In a press conference Monday morning, September 29, in Kannapolis, N.C., NASCAR Sprint Cup series driver and team owner Tony Stewart answered questions about the tragedy he was involved in on August 9 in upstate New York. Racing action, then a young man getting out of his race car and walking down a track facing active cars, culminated in a tragedy where Stewart’s car struck and killed young sprint car driver, Keith Ward, Jr. A 23-member grand jury convened in Ontario County decided on September 24 not to charge Stewart with any crime. It is not yet known whether a civil suit will be filed against him.
The press conference was livestreamed on the Internet via FOX Sports. Subdued, and sitting behind a plain gray podium and in front of a gray background devoid of any sponsor or race car logos, Stewart, wearing on his shirt only the logo for his Stewart-Haas Racing team, answered reporters’ questions for about 40 minutes. “It’s not been business as usual,” he said.
When asked if there was anything he would do differently over the last month and a half, Stewart replied, “I’d have stayed in Watkins Glen that night.” The tragedy happened at Canandaigua Motor Sports Park the night before the NASCAR Sprint Cup series race, the Cheez-It 355 at The Glen, held at Watkins Glen International on August 10. The tracks are about 60 miles apart in upstate New York. After first saying he would still compete in Sunday’s race, Stewart eventually pulled out and Regan Smith sat in the seat instead.
“You know, I do this stuff and I go run those cars to have a good time and that’s all I wanted to do that night,” Stewart continued. “I wanted to go have fun. I had just spent the week at Knoxville, and it gives you the edge and desire to want to go race. It wasn’t a big paying race for sprint car standards. I just wanted to go run my sprint car for a night. I do it to have fun, and it didn’t end up being fun that night.”
When asked, Stewart described how his days have changed since the tragedy on August 9. For three or four days, he said he did very little at all, staying at home, only getting out of bed to get food. He said he thinks about “the accident” every day and only found some distraction when he returned to Sprint Cup racing a few weekends ago. When the racing is done for the day, he said, he resumes thinking about the tragedy again.
Stewart admitted to getting counseling help to aid in processing what happened and for help in moving forward from the incident. He said that his family and friends, as well as Ward’s, were continuing to grieve, and their lives have all been changed forever. Asked if he would like to speak with Ward’s family to help with “closure,” Stewart replied that he did not need to do that for himself, but he has made himself available should the Wards ever decide they would like to talk with him.
Stewart said he did not know Ward and was unsure of whether or not he had raced with him before. Stewart said he raced at Canandaigua only a couple of times a year. He said that what he had read about Ward since the tragedy suggested to him that Ward had a promising career as a sprint car racer.
When asked what he thought about the fact that toxicology testing reported marijuana was found in Ward’s system on the night he died, Stewart said it did not matter to him personally. When asked if the matter would have been different if it had been a NASCAR colleague dying on a track, Stewart replied that he has lost team mates, friends, and other people he’s known over the years to motor racing and that every racer knows it is a dangerous sport.
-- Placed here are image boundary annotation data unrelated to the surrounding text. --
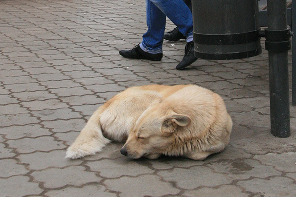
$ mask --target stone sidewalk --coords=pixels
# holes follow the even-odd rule
[[[123,58],[146,30],[145,12],[142,0],[0,0],[0,196],[296,196],[296,107],[291,136],[273,136],[267,51],[182,71],[184,41],[165,41],[160,62]],[[225,151],[201,162],[132,160],[112,143],[64,159],[98,106],[152,83],[220,94],[234,123]]]

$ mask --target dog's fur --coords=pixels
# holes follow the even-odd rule
[[[66,157],[93,155],[110,140],[126,140],[121,152],[131,158],[164,155],[202,160],[224,149],[232,127],[223,100],[208,89],[193,85],[134,87],[98,108]]]

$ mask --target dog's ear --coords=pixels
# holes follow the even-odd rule
[[[161,130],[163,132],[173,133],[178,126],[186,127],[191,123],[191,119],[187,116],[177,114],[172,110],[163,121]]]

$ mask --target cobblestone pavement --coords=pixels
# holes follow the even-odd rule
[[[296,196],[296,107],[291,136],[273,136],[267,51],[182,71],[184,41],[165,41],[160,62],[123,58],[142,40],[145,11],[142,0],[0,0],[0,196]],[[98,106],[154,83],[221,95],[234,122],[225,150],[203,161],[133,160],[112,143],[64,159]]]

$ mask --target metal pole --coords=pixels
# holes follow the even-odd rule
[[[266,47],[267,44],[270,44],[269,50],[267,50],[269,51],[271,130],[272,135],[281,138],[290,135],[288,49],[285,47],[282,50],[273,49],[278,46],[281,48],[282,43],[277,38],[275,41],[272,39],[268,41],[266,34],[270,33],[271,37],[274,38],[275,34],[287,29],[286,1],[267,0],[268,31],[265,31]]]
[[[292,1],[292,30],[296,30],[296,0]],[[292,38],[292,104],[296,105],[296,35]]]

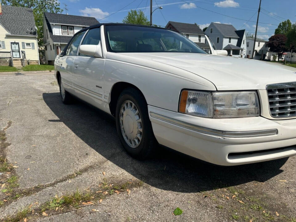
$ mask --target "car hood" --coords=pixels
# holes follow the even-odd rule
[[[193,53],[124,54],[194,73],[212,82],[218,90],[265,89],[268,84],[296,81],[296,69],[254,60]]]

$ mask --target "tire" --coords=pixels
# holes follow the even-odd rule
[[[62,78],[60,76],[59,82],[60,83],[60,93],[62,98],[62,101],[64,104],[69,104],[72,103],[73,98],[72,96],[69,92],[66,91],[64,88],[62,82]]]
[[[139,91],[128,88],[119,96],[116,109],[116,128],[121,143],[131,156],[140,160],[150,156],[157,145],[145,101]]]

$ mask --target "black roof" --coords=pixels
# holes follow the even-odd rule
[[[2,5],[0,23],[11,34],[36,35],[36,32],[30,34],[31,28],[35,31],[34,15],[32,9],[27,8]]]
[[[203,31],[195,24],[169,21],[166,26],[166,28],[170,23],[180,33],[204,35]]]
[[[94,17],[72,15],[64,14],[44,12],[46,19],[50,23],[89,26],[100,23]]]

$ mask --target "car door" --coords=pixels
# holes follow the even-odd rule
[[[89,29],[81,45],[101,44],[100,28]],[[74,60],[73,87],[79,97],[105,110],[104,72],[105,60],[81,54],[79,52]]]
[[[79,44],[85,33],[84,31],[76,35],[68,47],[65,55],[60,57],[60,73],[62,81],[64,87],[72,93],[74,92],[73,89],[74,60]]]

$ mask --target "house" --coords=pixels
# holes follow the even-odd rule
[[[44,12],[43,43],[45,59],[53,65],[56,56],[79,30],[99,23],[93,17]]]
[[[36,31],[31,9],[0,5],[0,65],[39,64]]]
[[[254,45],[254,38],[247,38],[247,58],[252,57],[252,52],[253,51],[253,47]],[[269,48],[266,45],[266,43],[268,41],[264,39],[256,38],[254,55],[254,59],[262,60],[265,59],[266,56],[267,56],[267,57],[269,56],[270,57],[271,54],[268,52]],[[270,58],[269,59],[266,58],[266,59],[270,59]],[[272,59],[272,58],[271,58],[271,60]]]
[[[237,30],[231,25],[211,23],[204,34],[212,40],[217,50],[227,51],[228,55],[246,57],[245,30]]]
[[[171,29],[184,35],[203,48],[209,51],[210,47],[206,44],[206,39],[203,31],[196,24],[169,21],[166,28]]]

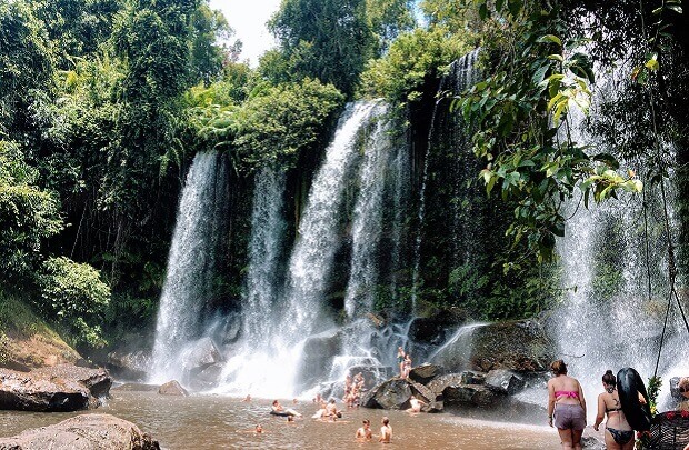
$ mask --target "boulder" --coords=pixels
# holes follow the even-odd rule
[[[0,438],[0,450],[160,450],[133,423],[110,414],[82,414],[49,427]]]
[[[218,380],[222,374],[222,364],[212,364],[193,374],[189,379],[192,389],[203,390],[211,389],[218,384]]]
[[[440,376],[430,381],[426,387],[433,392],[436,399],[442,398],[442,391],[448,386],[460,386],[467,384],[463,382],[462,373],[448,373],[445,376]]]
[[[187,397],[189,392],[177,380],[168,381],[158,389],[161,396],[181,396]]]
[[[502,400],[502,396],[482,384],[448,386],[442,390],[442,398],[446,408],[462,404],[492,407],[499,406]]]
[[[512,396],[521,391],[527,386],[527,382],[523,377],[511,370],[497,369],[488,372],[486,386],[493,391]]]
[[[409,388],[411,389],[411,393],[419,400],[422,400],[426,404],[421,407],[421,411],[423,412],[442,412],[442,401],[436,400],[436,394],[433,391],[428,389],[426,386],[421,383],[410,382]],[[410,404],[411,406],[411,404]]]
[[[405,409],[409,408],[411,386],[407,380],[391,378],[361,396],[365,408]]]
[[[507,369],[516,372],[547,371],[555,360],[550,337],[536,320],[520,320],[478,327],[472,333],[470,364],[488,372]]]
[[[89,390],[81,383],[0,369],[0,409],[77,411],[89,408]]]
[[[150,352],[143,350],[114,350],[108,353],[106,367],[118,379],[143,381],[148,378],[151,362]]]
[[[97,398],[108,397],[112,387],[112,378],[106,369],[89,369],[71,364],[58,364],[34,369],[31,371],[32,377],[42,377],[48,379],[63,379],[77,381],[83,384],[91,396]]]
[[[417,366],[409,371],[409,379],[421,384],[428,384],[432,379],[445,374],[442,366],[428,362]]]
The entire motor racing community mourns a fatality in any scenario in any series on any track, he said.
Asked if he had watched the video that was made public on the Internet, he said that he has seen it. The finding by the grand jury, he said, echoed the facts as he knows them. “I know what happened. I know what the facts are. And that’s what matters,” he said.
A reference was made to people picking sides in the Stewart-Ward matter. Stewart commented, “Picking sides doesn’t solve or fix anything. It’s a waste of time, instead of honoring a young man with a promising sprint car career. It’s like watching people throw darts at each other.”
When he was asked if he would race sprint cars again, he said he didn’t expect to do so any time soon but would not rule it out in the future. Asked if he ever contemplated giving up racing altogether, Tony Stewart said, “There was never a thought in my head about stopping. That would take the life out of me.”
Stewart, not in contention this year for the championship, placed 14th in last weekend’s NASCAR Sprint Cup series race at Dover International Speedway. The next Sprint Cup series race takes place at Kansas Speedway on October 5.